Grensoverschrijdende werkzaamheden van een werknemer die werknemersopties houdt, kunnen een complicerende factor zijn omdat in dat geval meerdere landen dezelfde opties mogelijk zullen willen belasten. Deze complicatie is niet eigen aan werknemersopties, maar doet zich in geval van werknemersopties wel vaker voor dan het geval is met andere salariscomponenten omdat opties in de regel over langere perioden verdiend worden dan bij andere salariscomponenten (bijvoorbeeld het maandelijkse salaris) het geval is. Dit probleem wordt veelal opgelost door te bepalen dat elk land een bepaald deel van het voordeel van de werknemersopties mag belasten.

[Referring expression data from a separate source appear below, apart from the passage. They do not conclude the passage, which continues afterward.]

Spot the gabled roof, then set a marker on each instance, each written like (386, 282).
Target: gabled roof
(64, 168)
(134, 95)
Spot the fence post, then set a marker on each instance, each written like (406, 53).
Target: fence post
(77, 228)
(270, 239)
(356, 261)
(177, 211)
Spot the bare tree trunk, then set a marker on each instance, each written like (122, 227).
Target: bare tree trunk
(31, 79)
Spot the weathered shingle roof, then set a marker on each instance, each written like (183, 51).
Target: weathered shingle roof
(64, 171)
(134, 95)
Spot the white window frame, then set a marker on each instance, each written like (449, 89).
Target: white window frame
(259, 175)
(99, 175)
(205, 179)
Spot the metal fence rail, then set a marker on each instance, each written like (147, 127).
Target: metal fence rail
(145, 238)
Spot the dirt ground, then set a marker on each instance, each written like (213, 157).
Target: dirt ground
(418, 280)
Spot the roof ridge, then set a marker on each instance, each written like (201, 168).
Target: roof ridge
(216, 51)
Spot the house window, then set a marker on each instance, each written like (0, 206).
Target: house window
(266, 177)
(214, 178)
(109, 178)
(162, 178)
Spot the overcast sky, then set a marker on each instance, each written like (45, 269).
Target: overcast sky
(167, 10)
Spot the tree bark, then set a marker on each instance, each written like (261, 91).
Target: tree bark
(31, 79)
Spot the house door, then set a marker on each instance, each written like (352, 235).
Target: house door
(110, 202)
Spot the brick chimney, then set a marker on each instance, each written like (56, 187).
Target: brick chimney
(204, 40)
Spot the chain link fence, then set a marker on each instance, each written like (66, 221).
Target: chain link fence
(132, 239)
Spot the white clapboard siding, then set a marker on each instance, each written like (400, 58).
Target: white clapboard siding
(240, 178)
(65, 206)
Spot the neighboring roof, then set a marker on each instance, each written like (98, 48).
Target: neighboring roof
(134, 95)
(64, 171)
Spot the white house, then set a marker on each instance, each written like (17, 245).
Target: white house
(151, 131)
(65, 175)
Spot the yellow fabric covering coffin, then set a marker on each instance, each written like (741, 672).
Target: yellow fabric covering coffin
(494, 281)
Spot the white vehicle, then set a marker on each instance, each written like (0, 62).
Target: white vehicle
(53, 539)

Werknemersopties zijn in de jaren 70 van de 20e eeuw in de Verenigde Staten van Amerika voor het eerst als beloningsinstrument gebruikt. Werknemersopties boden met name mogelijkheden voor jonge organisaties die hooggekwalificeerd personeel zochten, maar die over onvoldoende geld beschikten om dat personeel aan te werven en voor hun organisaties te behouden. Met personeelsopties verkregen die organisaties een instrument dat hen in de gelegenheid stelde personeel financieel mee te laten delen in het potentiële succes van die organisaties. Daarbij kwam dat personeelsopties indertijd in de regel niet tot bedrijfseconomische kosten leidden die in de verlies- en winstrekening verantwoord moesten worden (dit argument is echter niet meer geldig omdat organisatie inmiddels wel kosten voor werknemersopties moeten verantwoorden). Als beloningsinstrument zijn werknemersopties sinds die tijd bijzonder effectief gebleken. Vooral in de tweede helft van de jaren 90 van de 20e eeuw zijn personeelsopties in de VS zeer wijdverbreid geraakt. Heden ten dage zijn werknemersopties (of vergelijkbare beloningen) in de VS zo vanzelfsprekend geworden dat het voor bepaalde posities onmogelijk is personeel te vinden indien een organisatie geen opties of andere vormen van aandelengerelateerde beloningen in het vooruitzicht stelt. Het gebruik van werknemersopties is vanuit de VS eerst voornamelijk naar het Verenigd Koninkrijk overgewaaid.
In Nederland zijn personeelsopties medio jaren 90 van de 20e eeuw als beloningsinstrument in gebruik geraakt, eerst met name bij werknemers van Amerikaanse concerns met vestigingen in Nederland. Eind jaren 90 van de 20e eeuw kwamen personeelsopties als gevolg van sterk stijgende beurskoersen (de internetzeepbel) in Nederland steeds meer in de belangstelling. De laatste jaren is de populariteit van werknemersopties teruggelopen omdat zij als beloningsinstrument in een voornamelijk neergaande beurs niet effectief zijn gebleken. De laatste jaren is het gebruik van Restricted Shares, Restricted Stock Units en Performance Shares (zie hiervoor: aandelengerelateerde beloningen) toegenomen omdat die vormen van aandelengerelateerde beloningen waardebestendiger zijn dan werknemersopties. Dat alles neemt niet weg dat werknemersopties ook nu nog bij veel Nederlandse beursgenoteerde ondernemingen een veel gebruikt beloningsinstrument zijn.
Het gebruik van personeelsopties en aandelengerelateerde beloningen in het algemeen heeft in Nederland, maar ook in andere landen, in het begin van de 21ste eeuw tot veel maatschappelijke en politieke discussie geleid. Kritiek is er met name op beloningen van topmanagers die in verhouding met de door hen verrichte diensten als te hoog worden ervaren. Critici noemen ook gevallen waarin naar hun mening geen enkel of te weinig verband bestaat tussen de hoogte van de beloning en de door de topmanagers geleverde prestatie. De kritiek is deels ook een gevolg van verschillen in politieke overtuigingen.